Mediated by T lymphocytes:
- Cytotoxic T cells (killer T cells / CD8+): Directly kill infected cells by recognising viral antigens on their surface and releasing perforins and granzymes.
- Helper T cells (CD4+): Do not kill directly but activate both B cells and cytotoxic T cells by releasing cytokines.
- Effective against intracellular pathogens — viruses hiding inside cells, intracellular bacteria, cancer cells, transplanted tissues.
This is why HIV is so devastating — it destroys helper T cells (CD4+), crippling both arms of adaptive immunity.
Why This Works
The two-tier system (innate + adaptive) provides both immediate defence and long-term protection. Innate immunity holds the fort while adaptive immunity prepares a targeted response. The memory component of adaptive immunity is why vaccines work — a weakened or killed pathogen primes the immune system, so the real infection triggers a rapid, powerful secondary response.
| Feature | Innate | Adaptive |
|---|---|---|
| Specificity | Non-specific | Highly specific |
| Response time | Immediate (0-12 hours) | Slow (days to weeks) |
| Memory | No | Yes |
| Present at birth | Yes | Develops after exposure |
NEET frequently tests: “Which type of immunity is responsible for graft rejection?” Answer: cell-mediated immunity (T cells attack foreign tissue).
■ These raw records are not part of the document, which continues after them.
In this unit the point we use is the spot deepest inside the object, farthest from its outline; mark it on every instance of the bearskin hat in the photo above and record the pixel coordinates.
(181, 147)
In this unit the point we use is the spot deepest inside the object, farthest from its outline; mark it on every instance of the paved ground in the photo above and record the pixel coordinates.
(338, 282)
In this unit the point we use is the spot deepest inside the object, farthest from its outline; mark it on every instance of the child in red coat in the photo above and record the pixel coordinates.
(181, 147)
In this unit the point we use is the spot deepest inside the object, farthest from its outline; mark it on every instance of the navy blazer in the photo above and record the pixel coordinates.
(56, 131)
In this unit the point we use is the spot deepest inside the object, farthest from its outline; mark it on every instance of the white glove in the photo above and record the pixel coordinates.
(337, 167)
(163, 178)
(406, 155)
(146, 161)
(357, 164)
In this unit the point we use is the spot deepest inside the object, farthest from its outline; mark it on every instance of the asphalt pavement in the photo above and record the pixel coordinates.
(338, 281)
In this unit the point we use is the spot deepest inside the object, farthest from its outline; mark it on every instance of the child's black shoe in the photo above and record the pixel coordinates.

Also commonly asked: “Which cells are affected by HIV?” Answer: Helper T cells (CD4+).
Common Mistake
Students often write that B cells are involved in cell-mediated immunity and T cells in humoral immunity — getting the two mixed up. The clear distinction: B cells = humoral (antibodies in body fluids), T cells = cell-mediated (direct cell killing). Use the mnemonic: B for Blood (humoral = in body fluids), T for Touch (cell-mediated = direct contact).
Another error: stating that innate immunity has no cells involved. Innate immunity includes several cell types — macrophages, neutrophils, dendritic cells, and NK cells. The difference is that these cells respond non-specifically, while adaptive immune cells (B and T lymphocytes) respond to specific antigens.